KENDARI, INFORMASISULTRA.COM– Pemerintah Kota (Pemkot) Kendari melalui Dinas Lingkungan Hidup dan Kehutanan (DLHK) Kota Kendari mengajak masyarakat di yang berada di seluruh wilayah Kota Kendari agar meningkatkan kesadaran terhadap pengelolaan sampah.
Hal tersebut disampaikan oleh Kelapa Dinas Lingkungan Hidup dan Kehutanan Kota Kendari, Erlis Sadya Kencana.
Menurut Erlis, Kesadaran dan tanggung jawab masyarakat terhadap pengelolaan sampah mereka sendiri merupakan salah satu kunci mewujudkan Kota Kendari yang lebih indah, bersih dan ramah lingkungan.
Tak hanya itu, Kebersihan dan estetika suatu Kota juga menjadi salah satu indikator keberhasilan Pemerintah dalam meraih penghargaan seperti adipura dan lain-lain.
Menurut Erlis, Penilaian adipura di tahun 2025 merupakan sesuatu yang berbeda dengan tahun-tahun sebelumnya, Karena ditahun 2025 penilaian adipura tak banyak mengejar tampilan fisik Kota yang bersih sesaat saja namun, Mendorong sistem pengelolaan lingkungan yang terintegrasi dan menyeluruh antara pemerintah, masyarakat dan seluruh stakeholder yang ada.
“Tanggung jawab pengelolaan sampah menganut prinsip “Sampahku tanggung jawabku, Sampahmu tanggung jawabmu” sehingga tidak boleh ada ceceran sampah di lingkungan sekecil apapun bentuknya,” kata Erlis.
Ex Kepala Dinas Pekerjaan Umum dan Penataan Ruang (PUPR) Kota Kendari ini bilang, Siapapun baik masyarakat dan lain-lain tidak boleh membuang sampah di jalan, taman, lahan/ tanah kosong, drainase, kali sungai, pesisir dan dimanapun. Kecuali di dalam tempat pembuangan sampah yang telah ditentukan oleh pemerintah.
“Tidak hanya itu kita juga harus ingat bahwa membuang sampah itu sudah ditetapkan waktunya berdasarkan Perda Kota Kendari yakni mulai pukul 18:00 sampai dengan pukul 05:00 pagi WITA, Sehingga kami berharap masyarakat bisa mengikuti aturan tersebut,” ujarnya.

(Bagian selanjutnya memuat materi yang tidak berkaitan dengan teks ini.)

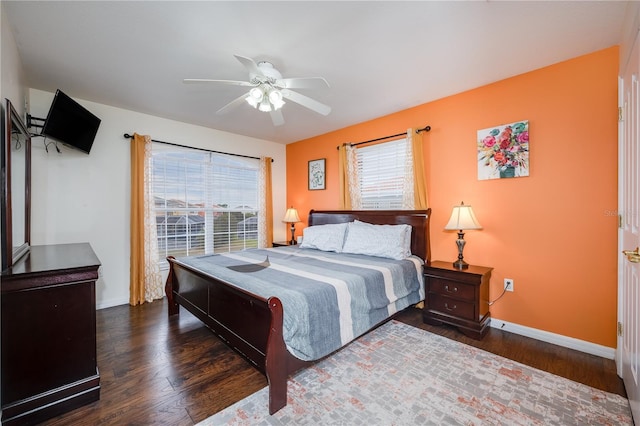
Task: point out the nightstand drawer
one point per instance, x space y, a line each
452 288
455 307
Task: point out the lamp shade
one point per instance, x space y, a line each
462 218
291 216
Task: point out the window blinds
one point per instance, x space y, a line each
381 170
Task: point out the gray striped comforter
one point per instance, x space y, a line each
329 299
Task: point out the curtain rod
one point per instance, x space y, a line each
424 129
128 136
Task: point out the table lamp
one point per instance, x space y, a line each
291 217
462 218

Erlis memaparkan sejumlah tempat yang menjadi objek titik pantau utama penilaian team adipura di tahun 2025 kemarin yakni kawasan pertokoan, perumahan, faskes, terminal, sekolah, kantor, pasar, jalan, Taman, MRF, TPA dan lain-lain.
Tak hanya itu, yang menjadi penilaian juga adalah tidak ada pembakaran sampah di wilayah Kota Kendari. Pengelolaan sampah rumah tangga dan sejenis sampah rumah tangga harus menerapkan pola pembatasan timbulan sampah, guna ukang sampah, dan daur ulang yg dikenal dgn 3 R sehingga samoah yang diangkut ke TPA hanya residu alias sampah yang sudah tidak bernilai saja.
Terakhir Erlis juga menekankan, Belum tercapainya penghargaan adipura tahun 2025 karena ini cerminan warga kota belum sepenuhnya sadar dan masih banyak masyarakat yang belum sadar akan tanggung jawab sampahnya.
“Makanya pentingnya kolaborasi semua pihak dalam rangka menyadarkan warga dalam pengelolaan sampah yang lebih ramah lingkungan”, tutup Erlis.